Here is ahort description of how to use the timeline in a seminar or class. If you are looking for a detailed description, please see the Connecting the Dots brochure.
Spread a timeline (for example, from 1500 to today) out on the floor. Depending on the theme and time frame selected, you can choose between 6 and 12 quotations to distribute amongst the group. Because the quotations do not include their authors’ names or the date on which they were made, participants do not know to whom or to which period to attribute them.
Next, participants break into groups of two or three and discuss the quotations, trying to guess from which period and from whose perspective they come.
The quotations point to power structures and/or colonial continuities and inconsistencies relevant to the topic being discussed (e.g. racism). The statements represent two sides: ways of speaking about the ‘other’ and one’s ‘own’ that dominate in the ‘West’, and statements that criticise racism or derive from (e.g. anti-colonial) resistance.
Choose your collection of quotations well. They should include voices that are not usually heard side by side. Bringing them together in this way highlights the imprint of the colonial past on today’s dominant views (for example, on the Global South and People of Color). At the same time, resistant voices show us ways of rethinking history, the present and future.

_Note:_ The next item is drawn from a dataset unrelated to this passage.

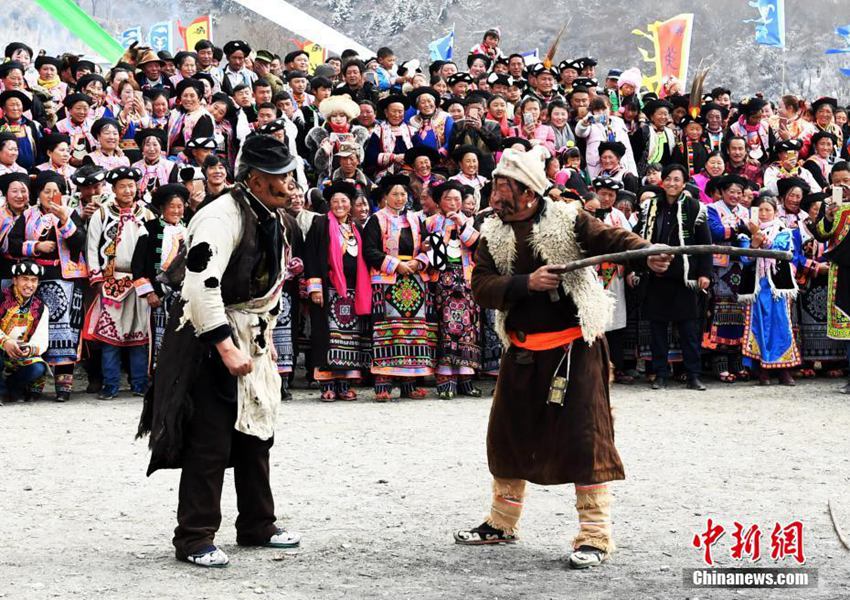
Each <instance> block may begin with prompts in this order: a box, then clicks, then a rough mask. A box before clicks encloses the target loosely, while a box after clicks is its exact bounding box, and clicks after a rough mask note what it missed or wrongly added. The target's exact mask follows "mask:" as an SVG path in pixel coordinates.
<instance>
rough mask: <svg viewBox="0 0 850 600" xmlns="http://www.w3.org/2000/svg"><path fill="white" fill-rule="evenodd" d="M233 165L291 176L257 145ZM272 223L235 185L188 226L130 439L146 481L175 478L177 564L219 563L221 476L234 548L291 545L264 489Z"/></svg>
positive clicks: (222, 565) (286, 166)
mask: <svg viewBox="0 0 850 600" xmlns="http://www.w3.org/2000/svg"><path fill="white" fill-rule="evenodd" d="M240 161H241V164H240V165H239V167H240V168H241V166H242V165H245V166H246V167H247V168H248V169H255V170H257V171H261V172H263V173H267V174H268V175H272V176H278V175H280V176H283V175H286V174H288V173H291V172H292V171H294V170H295V165H294V162H293V161H294V158H293V157H292V156H290V155H289V152H288V151H287V149H286V147H285V146H284V145H283V144H281V143H280V142H279V141H277V140H275V139H273V138H271V137H268V136H254V137H252V138H250V139H248V140H246V141H245V144H244V145H243V146H242V154H241V158H240ZM277 215H278V213H277V211H274V210H270V209H269V208H268V207H267V206H266V205H265V204H263V202H262V201H261V200H260V199H259V198H257V197H256V196H254V195H253V194H252V193H251V191H250V190H249V188H248V187H247V186H246V185H245V184H244V183H242V182H240V183H237V184H236V186H235V187H234V188H233V189H232V190H230V191H229V192H228V193H226V194H224V195H222V196H220V197H219V198H217V199H216V200H215V202H212V203H210V204H209V205H207V206H205V207H204V208H203V209H202V210H200V211H198V213H197V214H196V215H195V217H194V218H193V219H192V221H191V223H190V224H189V230H188V249H189V251H188V253H187V256H186V272H185V279H184V280H183V288H182V299H181V302H179V303H177V304H176V306H175V308H174V312H173V313H172V315H171V318H170V319H169V324H168V329H167V330H166V334H165V337H164V339H163V343H162V347H161V348H160V356H159V364H158V366H157V369H156V372H155V373H154V384H153V386H152V387H151V389H150V390H149V392H148V394H147V395H146V396H145V404H144V410H143V412H142V418H141V421H140V424H139V435H144V434H146V433H150V435H151V437H150V448H151V461H150V465H149V467H148V475H150V474H151V473H153V472H154V471H157V470H159V469H174V468H179V469H182V472H181V474H180V488H179V504H178V506H177V528H176V529H175V530H174V538H173V544H174V548H175V554H176V556H177V558H178V560H183V561H187V562H190V563H193V564H195V565H198V566H203V567H220V566H224V565H225V564H227V563H228V557H227V555H226V554H225V553H224V552H223V551H222V550H221V549H219V548H218V547H217V546H216V545H215V543H214V542H215V535H216V532H217V531H218V529H219V527H220V525H221V493H222V485H223V482H224V474H225V470H226V469H227V468H228V467H233V480H234V482H235V484H236V496H237V505H238V509H239V516H238V518H237V519H236V543H237V544H239V545H241V546H266V547H276V548H291V547H294V546H297V545H298V543H299V541H300V537H301V536H300V535H298V534H296V533H291V532H287V531H286V530H284V529H282V528H280V527H277V526H276V525H275V520H276V518H275V514H274V496H273V494H272V490H271V485H270V483H269V451H270V449H271V447H272V445H273V444H274V433H275V431H274V430H275V425H276V422H277V415H278V407H279V406H280V377H279V375H278V373H277V369H276V368H275V364H274V361H273V360H272V351H271V329H272V323H273V322H274V316H273V312H274V311H275V309H276V308H277V307H278V306H279V305H280V297H279V295H280V290H281V287H282V286H283V282H284V279H285V277H286V265H285V264H284V262H283V258H284V256H283V241H282V239H281V238H282V231H281V225H280V221H279V220H278V219H277ZM227 340H232V343H233V345H234V346H235V347H236V348H238V349H239V351H240V352H241V353H242V354H243V356H244V358H245V359H246V360H248V361H250V362H249V364H250V365H251V370H250V372H248V373H246V374H244V375H239V376H236V375H231V374H230V371H229V370H228V368H227V367H226V366H225V365H224V363H223V360H222V358H221V354H220V353H219V350H218V349H217V345H218V344H221V343H226V341H227Z"/></svg>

On the one hand, working with a post-colonial timeline allows us to disseminate marginalised knowledges and build audiences for these perspectives. On the other, by encountering multiple perspectives, participants learn both about diversity and about the social construction of knowledge and the world. We have selected the quotations in order to surprise, question patterns of thinking and empower. For many participants, this process of learning is an emotional experience: it allows them to connect aha! moments (e.g. about a statement made by Nicolas Sarcozy in 2007 that many attribute to the 18th century) with knowledge transfer (e.g. about the fact that Hegel, as a representative of the Enlightenment, participated in the establishment of racial theory in Germany). Through the process, mainstream knowledge systems are put into question and participants’ curiosity is aroused as is their eagerness to continue exploring the topics by themselves.